Once-meaningful school certificates are rapidly losing influence on personnel decisions. This is especially true when companies are seeking IT and software experts. School certificates are all but insignificant here. Important today and going forward are experience, recent job certificates and references, technical and university degrees, and language skills.
Algorithms filter applicants, a trend that will continue.
Already today, modern application-management systems can pre-screen applicants using previously specified algorithms. Only then does a flesh and blood person see the files and documents. The importance of software in personnel decisions will increase in the coming years, auguring cost and time savings, and even more neutrality with regard to an applicant’s gender, appearance, and family background. Digitization and the Internet also facilitate personal acquaintance with a candidate. Many recruiters and companies are already using video interviews.
Social networks improve the visibility of potential candidates.

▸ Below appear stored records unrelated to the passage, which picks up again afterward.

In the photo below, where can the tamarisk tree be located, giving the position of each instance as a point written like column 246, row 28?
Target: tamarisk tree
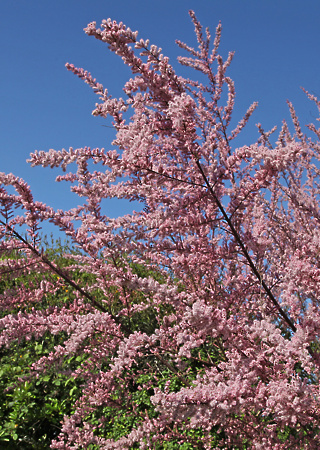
column 200, row 319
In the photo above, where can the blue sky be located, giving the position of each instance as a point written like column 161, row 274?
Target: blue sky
column 44, row 106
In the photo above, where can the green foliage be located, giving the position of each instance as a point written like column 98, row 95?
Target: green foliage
column 33, row 407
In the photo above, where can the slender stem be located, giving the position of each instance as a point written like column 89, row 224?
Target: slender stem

While both online and email application have long been standard procedure, the picture at the two largest professional networks, Xing and LinkedIn, is more ambivalent. It has become customary to maintain a profile with at least one of the leading networks, and Xing and LinkedIn provide candidates with the advantage of being accessible online. For qualifications in high demand, candidates can also be contacted there directly, which is often the case in the IT sector. Convenient for candidates – but the actual decision for an applicant is not generally made here. The networks serve primarily to initiate contacts. Most successful applications will occur today and in the foreseeable future via personnel procurement, job portals, and company websites.
More rational decisions on future applications.
What’s positive about these trends: Components which the candidates themselves can influence, such as the resume, gain influence. Algorithms, and particularly pre-screening, make the application process more rational and neutral. The distant past, like school certificates, becomes even more insignificant. The focus falls ever more on expertise. All of these factors are trending toward accommodating the self-employed and freelancers.